The matter is now under investigation.
An area of woodland on Pier Road, looking out to Seagrove Bay has, according to residents, been ‘decimated and stripped bare’ – although a woodland management plan was approved for the site.
The site has been protected by tree orders from 1993, but applicants Mr and Mrs Simon Edwards received approval by the Isle of Wight Council, in March 2020, to ‘selectively thin woodland’ by 20 per cent over a period of ten years.
A felling licence from the Forestry Commission was also obtained defining the operation would not fell 30 per cent of the total number of trees or remove more than 30 per cent of the original canopy.
Residents, however, say it appears to them as if almost 80 per cent of trees were removed over a five-week period in the Autumn.
In objections submitted to the latest planning application for the demolition of garages and the building of a three-storey five-bed house on the site, several Pier Road residents and some former have laid out their concerns.
One former resident said:
“It appears the applicant has wantonly, immorally and arrogantly exploited a loophole in planning law by felling a considerable amount of timber in contravention of the woodland management plan … The so-called mitigation does not compensate for the serious loss of wildlife habitat.”
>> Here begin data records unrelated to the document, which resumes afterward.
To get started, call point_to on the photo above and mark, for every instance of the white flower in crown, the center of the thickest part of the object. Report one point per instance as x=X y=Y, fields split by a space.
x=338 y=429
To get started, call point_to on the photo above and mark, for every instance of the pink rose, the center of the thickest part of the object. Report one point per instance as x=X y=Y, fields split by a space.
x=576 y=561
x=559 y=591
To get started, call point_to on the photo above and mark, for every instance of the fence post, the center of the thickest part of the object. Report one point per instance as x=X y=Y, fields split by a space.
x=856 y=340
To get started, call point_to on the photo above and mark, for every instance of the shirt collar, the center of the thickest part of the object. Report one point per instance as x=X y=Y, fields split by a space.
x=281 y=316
Pictures submitted by neighbours show what they call the ‘ongoing destruction’ of red squirrel habitat which they fear has exceeded that permitted, and more could be lost with the construction of the house.
The Isle of Wight Council said the planning authority is currently investigating the removal of trees at the site.
Pier Road before
Cllr Paul Fuller, cabinet member for planning and housing said:
“The potential loss of protected trees is always a matter of real concern. As Cabinet member, I am in full support of this matter being investigated and appropriate action being pursued.”
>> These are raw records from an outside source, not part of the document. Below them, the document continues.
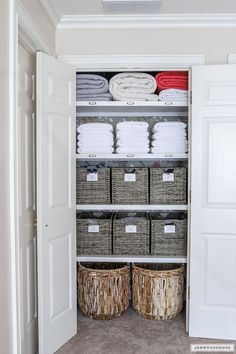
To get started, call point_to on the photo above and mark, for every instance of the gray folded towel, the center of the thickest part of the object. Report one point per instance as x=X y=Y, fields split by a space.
x=90 y=84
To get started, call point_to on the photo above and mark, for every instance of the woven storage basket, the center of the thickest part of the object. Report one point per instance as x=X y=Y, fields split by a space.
x=94 y=234
x=103 y=289
x=93 y=192
x=168 y=185
x=131 y=234
x=168 y=235
x=126 y=190
x=158 y=290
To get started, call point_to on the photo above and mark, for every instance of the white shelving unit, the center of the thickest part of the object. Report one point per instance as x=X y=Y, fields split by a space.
x=130 y=207
x=131 y=157
x=132 y=259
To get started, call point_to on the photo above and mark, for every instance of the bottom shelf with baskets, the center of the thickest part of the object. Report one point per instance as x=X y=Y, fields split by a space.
x=131 y=259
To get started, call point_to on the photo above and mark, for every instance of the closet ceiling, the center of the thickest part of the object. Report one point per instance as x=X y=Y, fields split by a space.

The council said as both cases were live, it was unable to comment further.
Applicant Mr Edwards responded to concerns raised via the council’s planning register, saying the work was carried out under the approved plans and the site had become somewhat degraded over time with a number of sycamores identified as being dangerous.
“We as new owners, wish to halt the further decline and improve this woodland’s biodiversity and resilience by reducing the threats of over dominance of sycamore and non-native ground-layer plants. We have therefore taken steps to improve the diversity of the future canopy species and encourage wildlife.”
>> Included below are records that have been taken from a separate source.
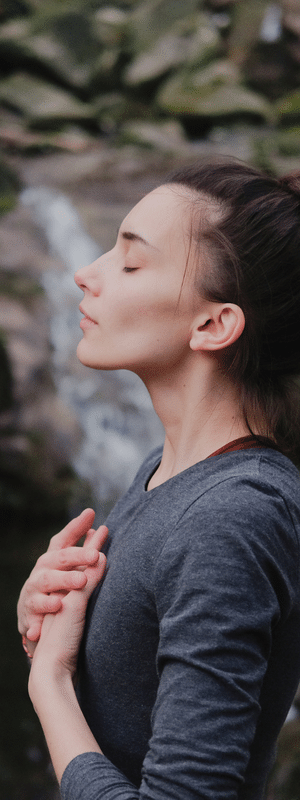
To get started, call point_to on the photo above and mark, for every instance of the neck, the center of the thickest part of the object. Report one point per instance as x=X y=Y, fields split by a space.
x=200 y=413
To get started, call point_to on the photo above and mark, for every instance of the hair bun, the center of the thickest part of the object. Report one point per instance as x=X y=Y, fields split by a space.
x=291 y=183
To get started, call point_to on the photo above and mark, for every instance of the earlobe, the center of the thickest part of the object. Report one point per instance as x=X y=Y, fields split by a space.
x=219 y=328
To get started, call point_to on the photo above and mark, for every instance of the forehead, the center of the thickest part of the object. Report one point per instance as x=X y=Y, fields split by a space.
x=163 y=212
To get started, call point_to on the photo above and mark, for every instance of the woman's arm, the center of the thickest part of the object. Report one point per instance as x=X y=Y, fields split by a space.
x=58 y=571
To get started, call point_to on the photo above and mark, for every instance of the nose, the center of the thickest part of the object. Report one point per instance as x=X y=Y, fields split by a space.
x=88 y=278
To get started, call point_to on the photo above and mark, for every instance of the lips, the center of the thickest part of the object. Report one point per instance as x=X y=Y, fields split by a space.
x=87 y=321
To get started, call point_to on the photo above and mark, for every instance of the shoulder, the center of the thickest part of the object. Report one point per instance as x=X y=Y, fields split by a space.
x=244 y=522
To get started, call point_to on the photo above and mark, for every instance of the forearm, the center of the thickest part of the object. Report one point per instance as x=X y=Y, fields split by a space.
x=65 y=728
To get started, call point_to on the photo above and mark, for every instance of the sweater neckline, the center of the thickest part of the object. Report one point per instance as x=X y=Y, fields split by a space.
x=242 y=443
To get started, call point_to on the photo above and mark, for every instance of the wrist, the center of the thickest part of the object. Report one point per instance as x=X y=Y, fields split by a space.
x=48 y=681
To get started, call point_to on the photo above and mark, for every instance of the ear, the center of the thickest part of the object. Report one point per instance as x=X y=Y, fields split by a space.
x=219 y=326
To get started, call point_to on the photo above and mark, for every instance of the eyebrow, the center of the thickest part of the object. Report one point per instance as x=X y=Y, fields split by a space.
x=134 y=237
Mr Edwards said 100 trees, 150 shrubs and 3,000 woodland spring bulbs had been planted as a response to the removal.
Responding to the application, the council’s tree officer Jerry Willis and the Woodland Trust both raise concerns with the application saying it goes against the National Planning Policy Framework which would result in the loss or deterioration of irreplaceable habitats and should be refused.
With the removal of the trees and the potential building of the house, residents also fear the stability of land has now been compromised.
“Having had to underpin once, after a rotational slip across Seagrove Bay in 2003, and contribute a significant financial amount to installing a private, deep curtain drain in the road to take away the run-off water from the woods to protect our house, I am now horrified at the prospect of the damage that could ensue from the approval and implementation of the proposal.”
A ground stability report provided as part of the planning documents said the wood-frame house would be built within the footprint of the existing structures and although it should be considered as a development on a potentially unstable site, the proposed development could be achieved while not increasing the risk of instability on the site.